Whitman continues the theme of Nature’s therapeutic mending, illustrated with the ceaseless waves of continual healing. In “As I Ebb’d with the Ocean of Life” Whitman chooses to follow the flow of life, which he writes: “Ebb, ocean of life, (the flow will return,)” despite the tragedy confronting him, and further exclaims his own unification with Nature, “I ebb’d with the ocean of life” (Whitman, “As I Ebb’d with the Ocean of Life” 62, 1 Web). Death, therefore, becomes a cycle and not an ultimate end to life. The narrator continues:
As I list to the dirge, the voices of men and women wreck’d,
As I inhale the impalpable breezes that set in upon me,
As the ocean so mysterious rolls toward me closer and closer,
I too but signify at the utmost a little wash’d-up drift.
(Whitman, “As I Ebb’d with the Ocean of Life” 22-25 Web)
Transcendence emerges from the earlier poem, “Sea-Drift,” and it is one of knowing that mankind and their woes are small matters compared to the endless cycles of nature and surrounding life, with the narrator claiming “I too am but a trail of drift and debris” and further illustrated by the narrator’s attempt to comprehend the universal and infinite: “I perceive I have not really understood any thing, not a single / object, and that no man ever can” (Whitman, “As I Ebb’d with the Ocean of Life” 53, 38-39 Web). By the end of the poem, the narrator furnishes a higher understanding of Nature’s existence, one that is not completely cruel but rather sincere, offering its “sobbing,” and that mankind is indeed at the mercy of such Nature by reporting “We, capricious, brought hither we know not whence, spread out / before you” (Whitman, “As I Ebb’d with the Ocean of Life” 81, 83-84 Web).

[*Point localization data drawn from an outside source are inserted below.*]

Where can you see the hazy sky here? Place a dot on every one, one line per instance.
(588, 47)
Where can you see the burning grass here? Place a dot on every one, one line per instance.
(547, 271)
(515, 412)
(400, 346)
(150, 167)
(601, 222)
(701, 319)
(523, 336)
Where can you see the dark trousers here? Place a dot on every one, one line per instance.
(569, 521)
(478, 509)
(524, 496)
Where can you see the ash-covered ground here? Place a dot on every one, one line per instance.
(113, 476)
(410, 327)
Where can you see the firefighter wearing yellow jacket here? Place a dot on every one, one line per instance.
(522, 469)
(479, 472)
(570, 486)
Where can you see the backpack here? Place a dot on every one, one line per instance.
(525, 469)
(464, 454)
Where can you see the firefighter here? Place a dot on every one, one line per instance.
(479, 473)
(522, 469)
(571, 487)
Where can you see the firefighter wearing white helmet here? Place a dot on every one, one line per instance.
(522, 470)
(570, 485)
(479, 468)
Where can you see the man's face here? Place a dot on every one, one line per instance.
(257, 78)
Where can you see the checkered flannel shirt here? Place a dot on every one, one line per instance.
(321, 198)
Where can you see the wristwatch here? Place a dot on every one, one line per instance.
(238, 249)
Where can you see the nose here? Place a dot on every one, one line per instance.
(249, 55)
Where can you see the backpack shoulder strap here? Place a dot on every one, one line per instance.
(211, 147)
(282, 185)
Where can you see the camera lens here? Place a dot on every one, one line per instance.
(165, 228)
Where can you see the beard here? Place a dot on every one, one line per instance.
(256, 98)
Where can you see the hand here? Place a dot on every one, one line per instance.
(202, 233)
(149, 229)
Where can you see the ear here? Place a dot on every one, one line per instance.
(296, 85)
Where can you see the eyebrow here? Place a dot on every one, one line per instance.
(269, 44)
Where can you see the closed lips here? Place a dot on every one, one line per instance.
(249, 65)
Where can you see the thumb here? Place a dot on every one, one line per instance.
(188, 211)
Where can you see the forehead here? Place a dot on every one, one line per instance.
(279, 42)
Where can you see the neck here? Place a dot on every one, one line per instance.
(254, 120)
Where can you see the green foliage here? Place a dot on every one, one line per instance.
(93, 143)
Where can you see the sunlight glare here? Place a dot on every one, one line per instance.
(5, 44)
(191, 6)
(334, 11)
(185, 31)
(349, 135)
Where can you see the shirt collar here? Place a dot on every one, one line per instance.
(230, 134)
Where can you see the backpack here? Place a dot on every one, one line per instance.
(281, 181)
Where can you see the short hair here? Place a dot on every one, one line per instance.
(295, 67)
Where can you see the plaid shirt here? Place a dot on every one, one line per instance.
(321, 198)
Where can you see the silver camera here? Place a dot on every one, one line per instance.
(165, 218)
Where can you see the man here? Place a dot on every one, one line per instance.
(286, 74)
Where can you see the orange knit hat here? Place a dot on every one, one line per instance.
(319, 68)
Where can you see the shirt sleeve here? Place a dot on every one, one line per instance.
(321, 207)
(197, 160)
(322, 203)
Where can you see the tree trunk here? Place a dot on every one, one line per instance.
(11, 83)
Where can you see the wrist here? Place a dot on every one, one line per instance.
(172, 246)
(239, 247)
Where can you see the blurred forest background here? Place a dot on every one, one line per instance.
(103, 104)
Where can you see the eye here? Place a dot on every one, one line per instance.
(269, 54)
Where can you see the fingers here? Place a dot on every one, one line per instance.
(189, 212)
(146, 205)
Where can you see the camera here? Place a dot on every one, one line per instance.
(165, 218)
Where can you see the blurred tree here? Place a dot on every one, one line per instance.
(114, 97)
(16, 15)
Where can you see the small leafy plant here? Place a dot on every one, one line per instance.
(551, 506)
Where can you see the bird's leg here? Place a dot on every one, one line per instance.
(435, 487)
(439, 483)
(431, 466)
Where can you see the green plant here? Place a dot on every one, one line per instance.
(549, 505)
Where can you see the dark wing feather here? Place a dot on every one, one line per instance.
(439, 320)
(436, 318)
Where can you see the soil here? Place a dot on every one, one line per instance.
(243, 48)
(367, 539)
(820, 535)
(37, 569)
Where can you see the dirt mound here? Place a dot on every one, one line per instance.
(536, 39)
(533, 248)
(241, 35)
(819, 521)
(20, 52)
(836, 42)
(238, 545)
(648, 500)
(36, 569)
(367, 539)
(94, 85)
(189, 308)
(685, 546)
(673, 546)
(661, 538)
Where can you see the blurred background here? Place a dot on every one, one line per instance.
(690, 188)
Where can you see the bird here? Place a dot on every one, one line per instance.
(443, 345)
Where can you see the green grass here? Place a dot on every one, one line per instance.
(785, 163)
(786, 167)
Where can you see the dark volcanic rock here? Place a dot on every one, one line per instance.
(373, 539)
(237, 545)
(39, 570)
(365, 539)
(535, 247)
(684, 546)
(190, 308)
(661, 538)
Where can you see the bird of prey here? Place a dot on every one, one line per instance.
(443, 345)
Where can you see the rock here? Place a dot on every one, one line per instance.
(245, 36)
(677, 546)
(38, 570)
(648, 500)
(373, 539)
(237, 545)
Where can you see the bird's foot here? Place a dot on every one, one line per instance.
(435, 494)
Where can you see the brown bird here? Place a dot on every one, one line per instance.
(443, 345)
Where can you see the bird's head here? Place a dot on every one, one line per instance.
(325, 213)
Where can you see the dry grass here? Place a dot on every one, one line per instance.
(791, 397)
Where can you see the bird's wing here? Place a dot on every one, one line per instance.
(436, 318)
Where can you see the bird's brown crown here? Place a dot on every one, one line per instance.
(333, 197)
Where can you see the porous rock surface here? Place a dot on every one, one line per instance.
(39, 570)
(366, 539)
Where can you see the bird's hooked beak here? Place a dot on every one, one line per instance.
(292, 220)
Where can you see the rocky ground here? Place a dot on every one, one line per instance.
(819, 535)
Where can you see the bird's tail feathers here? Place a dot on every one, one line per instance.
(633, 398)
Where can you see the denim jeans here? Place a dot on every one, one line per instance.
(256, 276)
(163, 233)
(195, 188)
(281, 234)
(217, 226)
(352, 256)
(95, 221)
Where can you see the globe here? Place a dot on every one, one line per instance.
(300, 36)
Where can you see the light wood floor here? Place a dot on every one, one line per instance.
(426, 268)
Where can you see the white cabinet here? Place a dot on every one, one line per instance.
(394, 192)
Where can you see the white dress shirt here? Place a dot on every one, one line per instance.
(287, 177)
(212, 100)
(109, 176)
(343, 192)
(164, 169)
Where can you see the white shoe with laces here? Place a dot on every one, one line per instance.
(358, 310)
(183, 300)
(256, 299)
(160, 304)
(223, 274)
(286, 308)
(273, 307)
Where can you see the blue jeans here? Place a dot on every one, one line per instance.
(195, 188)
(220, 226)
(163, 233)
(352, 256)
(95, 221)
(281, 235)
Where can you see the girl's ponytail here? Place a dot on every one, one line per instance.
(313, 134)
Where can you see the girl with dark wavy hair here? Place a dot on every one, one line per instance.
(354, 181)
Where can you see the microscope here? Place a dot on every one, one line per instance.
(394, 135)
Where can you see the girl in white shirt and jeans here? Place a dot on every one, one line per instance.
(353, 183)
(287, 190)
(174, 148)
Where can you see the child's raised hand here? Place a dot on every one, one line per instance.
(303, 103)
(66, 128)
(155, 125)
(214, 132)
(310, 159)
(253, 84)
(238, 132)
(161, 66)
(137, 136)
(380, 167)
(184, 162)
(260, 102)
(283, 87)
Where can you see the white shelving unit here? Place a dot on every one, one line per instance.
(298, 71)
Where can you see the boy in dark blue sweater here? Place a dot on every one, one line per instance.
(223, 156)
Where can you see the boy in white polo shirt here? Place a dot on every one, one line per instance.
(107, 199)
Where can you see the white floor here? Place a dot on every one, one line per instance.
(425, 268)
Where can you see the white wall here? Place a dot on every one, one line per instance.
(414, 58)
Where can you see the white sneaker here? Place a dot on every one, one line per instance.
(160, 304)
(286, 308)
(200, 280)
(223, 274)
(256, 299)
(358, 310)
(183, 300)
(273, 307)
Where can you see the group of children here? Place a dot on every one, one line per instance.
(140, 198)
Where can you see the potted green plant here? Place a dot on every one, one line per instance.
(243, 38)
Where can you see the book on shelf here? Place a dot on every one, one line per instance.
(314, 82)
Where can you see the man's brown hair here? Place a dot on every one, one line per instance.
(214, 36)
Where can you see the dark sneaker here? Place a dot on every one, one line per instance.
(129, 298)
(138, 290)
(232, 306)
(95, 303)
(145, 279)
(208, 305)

Both poems, in sum, exhibit one man’s anguish from having been confronted with death and to understand, as a survivor, that life and death do continue onward, and illustrated through Nature’s oceanic waves. Furthermore, Whitman offers a personal view of how Nature can be a comforter as well as an illustrator to how life continues, ebbs, and willfully knows that death is only one part of the dramatic whole of life.
As expert poets Emerson and Whitman must have known that language is derived from mankind’s attempt to decode nature into meaningful messages, and it is Nature, our supreme social context – so to speak – provides all the important messages we need to live a correct way of life; however, when we lose such connections to the natural world, mankind becomes lost to the path which is correspondent to harmony and peace.

Bibliography:
Emerson, Ralph Waldo. “Nature.”
Richards, Jack C. & Theodore S. Rodgers. (1986). Approaches and Methods in Language Teaching, 2nd edition. Cambridge: Cambridge University Press, 2001. Print.
Whitman, Walt (1819-1892). “As I Ebb’d with the Ocean of Life” (1891-1892). Whitmanarchive.org. Walt Whitman Archive, Eds. Ed Folsom and Kenneth M. Price, n.d. Web 2 March 2011.
—. “Sea-Drift” (1891-1892). Bibliomania.com. Bibliomania. n.d. Web 2 March 2011.